## TMDB API (Practice):
### Project Planning
As discussed in the previous lesson, for the next part of your project, you will extract financial and certification data from TMDB's API for your IMDB data set. You will use an OUTER and INNER loop: a loop within a loop!

The OUTER loop will loop through the start years included in the IMDB data, filter the title basics data for the selected year, and save the list of movie ids from that year to retrieve in the inner loop.

The INNER loop loops through every movie id from the selected year, extracts its results from the TMDB API, and appends them to a JSON file.

### For this practice assignment
You will be practicing the inner loop of API calls for a single year's list of movies from your IMDB title basics data.
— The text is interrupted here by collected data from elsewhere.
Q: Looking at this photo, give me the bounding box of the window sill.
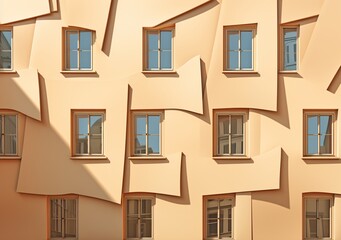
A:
[279,70,298,74]
[0,156,21,160]
[0,70,17,74]
[142,70,177,74]
[302,156,340,160]
[129,156,167,160]
[222,70,258,74]
[61,70,97,74]
[213,156,251,160]
[70,155,108,160]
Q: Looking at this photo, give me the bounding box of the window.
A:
[214,111,246,156]
[125,197,153,239]
[204,195,234,240]
[0,29,12,70]
[133,112,162,156]
[50,197,77,239]
[283,28,298,71]
[224,26,255,71]
[304,195,332,239]
[304,111,336,156]
[72,111,104,156]
[0,114,17,155]
[64,29,92,70]
[144,28,173,71]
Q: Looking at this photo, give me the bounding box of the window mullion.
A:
[317,115,320,155]
[238,31,241,70]
[217,201,220,239]
[78,31,81,70]
[158,31,161,70]
[146,115,149,155]
[229,115,232,155]
[88,115,91,155]
[1,115,4,155]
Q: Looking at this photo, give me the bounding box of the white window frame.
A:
[64,29,93,71]
[132,112,162,156]
[282,26,299,71]
[0,113,17,156]
[125,196,154,240]
[0,29,13,71]
[304,111,336,157]
[225,27,255,71]
[303,194,333,240]
[73,111,104,156]
[49,196,78,240]
[144,28,174,71]
[204,195,234,240]
[214,111,247,157]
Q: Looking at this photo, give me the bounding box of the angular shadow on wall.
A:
[157,153,190,205]
[102,0,118,56]
[252,149,290,209]
[256,76,290,129]
[38,73,50,124]
[327,66,341,94]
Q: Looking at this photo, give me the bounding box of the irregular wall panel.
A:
[130,56,203,114]
[0,69,40,121]
[0,0,50,24]
[204,147,282,195]
[280,0,323,24]
[299,0,341,89]
[127,152,182,196]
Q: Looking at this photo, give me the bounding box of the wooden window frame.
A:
[71,110,105,157]
[303,193,333,240]
[123,194,155,240]
[280,26,299,72]
[63,28,93,71]
[0,113,17,156]
[203,194,235,240]
[48,195,78,240]
[303,110,337,157]
[223,24,257,72]
[143,27,174,71]
[0,28,13,71]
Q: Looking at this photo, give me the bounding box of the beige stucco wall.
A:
[2,0,341,239]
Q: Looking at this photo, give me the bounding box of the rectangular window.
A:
[225,26,255,71]
[0,30,12,70]
[304,111,335,156]
[65,29,92,70]
[0,114,17,155]
[133,112,161,156]
[73,111,104,156]
[144,29,173,71]
[214,111,246,156]
[125,197,153,239]
[304,195,332,239]
[283,28,298,71]
[204,195,234,240]
[50,197,77,239]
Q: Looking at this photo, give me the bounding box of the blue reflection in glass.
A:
[160,31,172,50]
[136,116,146,135]
[161,51,171,69]
[284,29,297,70]
[307,116,318,135]
[241,51,252,69]
[148,135,159,154]
[241,31,252,51]
[90,115,102,134]
[80,51,91,69]
[228,51,238,70]
[308,135,318,155]
[148,115,160,135]
[320,115,331,135]
[77,116,88,135]
[148,32,159,70]
[80,31,91,50]
[228,32,239,51]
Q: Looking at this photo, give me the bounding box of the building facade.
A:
[1,0,341,239]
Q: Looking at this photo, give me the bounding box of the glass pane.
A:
[135,135,146,154]
[207,200,218,219]
[148,32,158,51]
[148,50,158,69]
[136,116,146,135]
[65,219,77,237]
[148,115,160,135]
[207,220,218,237]
[307,135,318,155]
[4,115,16,134]
[80,31,91,51]
[307,116,318,134]
[320,134,332,154]
[141,199,152,214]
[227,31,239,51]
[220,218,232,238]
[68,50,78,69]
[76,116,88,135]
[65,199,77,218]
[218,136,229,155]
[127,217,138,238]
[218,115,229,136]
[127,200,139,215]
[0,51,11,69]
[231,115,243,135]
[80,51,91,69]
[160,50,172,69]
[228,51,239,70]
[90,115,102,135]
[4,135,16,154]
[306,199,317,238]
[90,135,102,154]
[67,32,78,50]
[50,199,63,238]
[0,117,2,154]
[160,30,172,50]
[322,219,330,238]
[320,115,332,135]
[64,199,77,238]
[284,29,297,71]
[241,51,252,69]
[76,135,88,154]
[240,31,252,51]
[0,31,12,49]
[141,219,152,238]
[148,135,159,154]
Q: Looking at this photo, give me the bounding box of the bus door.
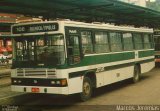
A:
[66,29,81,65]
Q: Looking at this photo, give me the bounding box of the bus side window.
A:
[143,34,152,49]
[123,33,134,51]
[133,33,143,50]
[95,31,110,53]
[81,31,93,54]
[109,32,123,52]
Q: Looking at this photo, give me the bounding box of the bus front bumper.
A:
[11,85,69,95]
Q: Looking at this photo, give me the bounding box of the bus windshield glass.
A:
[14,34,65,67]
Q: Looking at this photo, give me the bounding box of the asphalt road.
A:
[0,68,160,111]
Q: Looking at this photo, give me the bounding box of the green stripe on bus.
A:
[68,51,135,68]
[138,50,154,58]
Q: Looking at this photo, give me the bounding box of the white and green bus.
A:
[11,20,155,101]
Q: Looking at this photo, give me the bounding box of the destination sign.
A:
[12,23,59,34]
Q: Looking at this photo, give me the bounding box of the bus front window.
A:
[14,34,65,67]
[36,35,65,66]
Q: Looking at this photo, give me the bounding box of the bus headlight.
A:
[13,80,17,83]
[50,79,67,86]
[18,80,22,83]
[56,81,61,85]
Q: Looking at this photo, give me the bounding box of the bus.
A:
[11,20,155,101]
[154,29,160,67]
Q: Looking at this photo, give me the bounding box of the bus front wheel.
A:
[80,77,92,101]
[133,65,140,83]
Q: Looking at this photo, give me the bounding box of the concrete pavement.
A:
[0,67,11,87]
[0,67,11,78]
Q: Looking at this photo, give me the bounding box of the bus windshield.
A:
[14,34,65,67]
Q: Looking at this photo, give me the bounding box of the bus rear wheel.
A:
[133,65,140,83]
[80,77,92,101]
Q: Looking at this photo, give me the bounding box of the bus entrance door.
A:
[68,35,81,65]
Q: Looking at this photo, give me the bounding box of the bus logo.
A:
[69,30,77,34]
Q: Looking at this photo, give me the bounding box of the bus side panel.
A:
[96,66,134,88]
[96,72,104,87]
[141,61,155,74]
[68,77,83,94]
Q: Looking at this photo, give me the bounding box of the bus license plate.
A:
[31,88,40,93]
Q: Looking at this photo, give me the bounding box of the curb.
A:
[0,76,11,87]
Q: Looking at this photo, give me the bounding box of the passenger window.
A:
[95,31,110,53]
[109,32,122,52]
[81,31,93,54]
[143,34,152,49]
[123,33,133,51]
[133,33,143,50]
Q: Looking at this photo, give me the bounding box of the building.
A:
[0,13,17,36]
[119,0,146,7]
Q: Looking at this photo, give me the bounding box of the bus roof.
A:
[63,20,153,33]
[12,20,153,34]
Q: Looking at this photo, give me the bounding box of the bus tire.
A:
[80,77,92,101]
[133,65,140,83]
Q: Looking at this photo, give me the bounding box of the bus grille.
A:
[16,68,56,78]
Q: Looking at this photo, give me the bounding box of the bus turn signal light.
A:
[61,79,67,86]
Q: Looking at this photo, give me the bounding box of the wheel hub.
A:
[83,82,90,95]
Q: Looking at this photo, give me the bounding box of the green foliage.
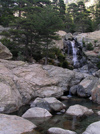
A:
[0,38,21,58]
[82,39,86,47]
[86,43,94,50]
[97,61,100,69]
[66,1,93,33]
[0,3,64,64]
[94,40,98,43]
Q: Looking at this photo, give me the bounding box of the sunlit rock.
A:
[66,104,93,117]
[82,121,100,134]
[0,114,36,134]
[47,127,77,134]
[22,107,52,118]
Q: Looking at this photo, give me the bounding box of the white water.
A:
[71,40,78,66]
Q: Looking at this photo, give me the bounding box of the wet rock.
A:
[22,107,52,118]
[47,127,77,134]
[66,104,93,117]
[44,97,66,112]
[0,114,36,134]
[82,121,100,134]
[60,96,69,100]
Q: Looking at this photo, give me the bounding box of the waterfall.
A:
[71,40,78,66]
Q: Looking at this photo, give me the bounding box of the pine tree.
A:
[1,5,63,63]
[0,0,15,26]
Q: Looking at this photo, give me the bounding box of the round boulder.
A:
[66,104,93,117]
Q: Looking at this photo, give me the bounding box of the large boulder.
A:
[47,127,77,134]
[22,107,52,118]
[82,121,100,134]
[66,104,93,117]
[0,59,90,113]
[77,76,98,97]
[0,114,36,134]
[0,42,12,59]
[43,65,75,91]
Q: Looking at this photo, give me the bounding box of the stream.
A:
[18,97,100,134]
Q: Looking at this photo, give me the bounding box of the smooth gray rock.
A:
[44,97,66,112]
[22,107,52,118]
[47,127,77,134]
[0,114,36,134]
[66,104,93,117]
[82,121,100,134]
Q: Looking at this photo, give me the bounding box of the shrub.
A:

Specifically, you will extract the API results for every movie with a startYear of 2010.

* Read the instructions below, including the examples in the "Getting Started" section, before starting your work.
* Create a new notebook in your project repository called "Practicing TMDB API calls."

#### Preparation BEFORE the Loop:

* Designate a folder to save your information.
* Define custom functions you will use for your API calls
* Load your cleaned title basics data from Part 1 of Project 2 (or query your title_basics table in your MySQL database).
* Define the year you wish to retrieve (2010) and create an empty list for appending error messages.

#### Prepare the DataFrame and JSON File

* Use the selected year to define filenames and filter the data

1. Define a JSON_FILE filename to save the results in progress.
2. Check if the file exists.
    * if it does not exist, create the empty JSON file with with open that just contains the key "imdb_id"
    * if it exists, print a message saying that it already exists.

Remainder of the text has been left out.